Born on 21 July 1934 in Wallaceburg, Ontario, Jim was a gifted pianist, passionate bird watcher, and avid gardener. He was also a Rhodes scholar and a gentleman. After receiving a B.A. in English from Victoria College in the University of Toronto (1956) he went off to Oxford where he received a BLitt (1958). He then returned to Victoria College to pursue a PhD under the direction of Northrop Frye while, at the same time, teaching English at the University of Waterloo. He completed his doctorate in 1964 and the following year was hired by Victoria College (1965), where he then spent the rest of his career as a beloved teacher and a life-long student of literature from the Renaissance to the present day. His first book, The Natural World of Vaughan and Marvell (1964), greatly advanced our understanding of two important seventeenth-century English writers; his last one, The Other Country: Patterns in the Writings of Alice Munro (1993) provided new insights into one of the foremost contemporary Canadian authors. A voracious reader with excellent memory, his knowledge was encyclopedic, his scholarship profound, his wit lively, his generosity unending.

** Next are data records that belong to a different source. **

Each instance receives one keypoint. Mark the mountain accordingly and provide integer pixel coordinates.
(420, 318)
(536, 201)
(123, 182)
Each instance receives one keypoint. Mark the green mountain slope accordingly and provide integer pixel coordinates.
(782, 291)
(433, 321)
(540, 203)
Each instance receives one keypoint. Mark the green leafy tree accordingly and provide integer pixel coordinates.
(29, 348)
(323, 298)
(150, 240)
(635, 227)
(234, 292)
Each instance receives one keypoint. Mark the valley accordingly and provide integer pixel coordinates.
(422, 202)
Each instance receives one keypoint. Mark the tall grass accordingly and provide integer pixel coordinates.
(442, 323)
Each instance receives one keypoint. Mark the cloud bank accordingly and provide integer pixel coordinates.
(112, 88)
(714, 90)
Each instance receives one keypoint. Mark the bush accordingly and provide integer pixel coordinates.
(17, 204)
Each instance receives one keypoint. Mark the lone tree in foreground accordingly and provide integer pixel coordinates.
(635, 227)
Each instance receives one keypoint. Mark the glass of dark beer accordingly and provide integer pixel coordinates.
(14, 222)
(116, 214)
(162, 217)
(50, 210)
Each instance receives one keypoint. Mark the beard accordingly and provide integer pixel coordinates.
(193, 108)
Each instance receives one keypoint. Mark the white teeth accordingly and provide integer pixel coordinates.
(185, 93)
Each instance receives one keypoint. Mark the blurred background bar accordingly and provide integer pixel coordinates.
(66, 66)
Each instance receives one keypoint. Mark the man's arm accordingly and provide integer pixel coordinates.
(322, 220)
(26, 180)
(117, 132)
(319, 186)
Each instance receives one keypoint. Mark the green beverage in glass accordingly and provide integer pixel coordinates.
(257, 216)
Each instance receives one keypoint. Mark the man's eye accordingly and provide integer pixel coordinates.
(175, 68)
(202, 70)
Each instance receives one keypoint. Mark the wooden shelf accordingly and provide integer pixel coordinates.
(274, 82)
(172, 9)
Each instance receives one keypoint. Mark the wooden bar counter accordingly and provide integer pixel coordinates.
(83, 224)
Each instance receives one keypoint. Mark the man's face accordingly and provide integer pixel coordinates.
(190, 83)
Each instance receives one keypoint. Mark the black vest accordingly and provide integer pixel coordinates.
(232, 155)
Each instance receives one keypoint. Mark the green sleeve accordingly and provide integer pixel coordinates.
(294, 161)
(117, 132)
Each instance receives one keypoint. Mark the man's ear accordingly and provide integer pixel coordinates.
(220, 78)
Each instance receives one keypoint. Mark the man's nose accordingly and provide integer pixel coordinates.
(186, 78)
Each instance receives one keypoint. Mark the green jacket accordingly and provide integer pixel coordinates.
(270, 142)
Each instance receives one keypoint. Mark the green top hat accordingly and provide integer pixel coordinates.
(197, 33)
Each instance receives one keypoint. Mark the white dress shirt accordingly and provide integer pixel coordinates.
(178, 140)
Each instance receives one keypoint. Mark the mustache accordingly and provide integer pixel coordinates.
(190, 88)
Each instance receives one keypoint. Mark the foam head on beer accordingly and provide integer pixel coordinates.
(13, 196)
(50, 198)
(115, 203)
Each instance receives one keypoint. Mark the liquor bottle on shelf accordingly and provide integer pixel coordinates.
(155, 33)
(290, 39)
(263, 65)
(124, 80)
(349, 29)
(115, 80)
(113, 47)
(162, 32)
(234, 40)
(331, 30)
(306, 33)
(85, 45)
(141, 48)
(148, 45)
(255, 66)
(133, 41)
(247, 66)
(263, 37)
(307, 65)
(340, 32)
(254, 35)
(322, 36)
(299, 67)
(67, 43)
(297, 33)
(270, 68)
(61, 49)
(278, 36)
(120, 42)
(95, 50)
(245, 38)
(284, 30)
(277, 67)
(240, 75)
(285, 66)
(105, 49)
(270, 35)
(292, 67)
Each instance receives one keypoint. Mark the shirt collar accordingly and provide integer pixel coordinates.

Though he retired from teaching in 1996, he never retired from mentoring students and encouraging them in their research and their careers. At the Centre for Reformation and Renaissance Studies, where, after his retirement, he was appointed Distinguished Senior Fellow, he was an enthusiastic supporter and a reliable friend to the lively cohort of graduate students and younger colleagues that congregated there. He did the same at the Toronto Renaissance and Reformation Colloquium, rarely missing a meeting and always ready to contribute the wide range of his knowledge to the discussions that followed. His mentoring carried over from his professional life to his personal life where, once again, he was always extremely generous with both his time and resources.
Never short of good suggestions, Jim is credited with the idea of collecting and publishing the complete works of his teacher and colleague Northrop Frye. Alvin Lee, General Editor of the Collected Works of Northrop Frye, recalls that: “The initial idea of a collected edition of Frye’s writings and speeches first surfaced on 2 May 1991, a little more than three months after Frye’s death. James Carscallen, a colleague and former student of Frye, made the suggestion in a conversation with Eva Kushner, President of Victoria University, who then asked him to put the case for such an undertaking in the form of a letter to her. Later that day Carscallen did so, in a two-page single-spaced letter in which he recognized something of the complexity of what he was proposing and the large body of Frye’s productions, including many repetitions, but made this comment: ‘… I’ve never read or heard anything from him that didn’t give me the feeling of newness – the sense that I had to open my mind in a way I’ve never done before.” (“The Collected Works of Northrop Frye. The Project and the Edition,” p. 1).
The same sense of newness and mind-opening ideas is what we, who were fortunate enough to know Jim Carscallen, found in our dear friend, colleague, and mentor.
A commemoration of Jim’s life will be held in the Victoria College Chapel (93 Charles Street West, Toronto) onMonday, 9 May, at 2 p.m.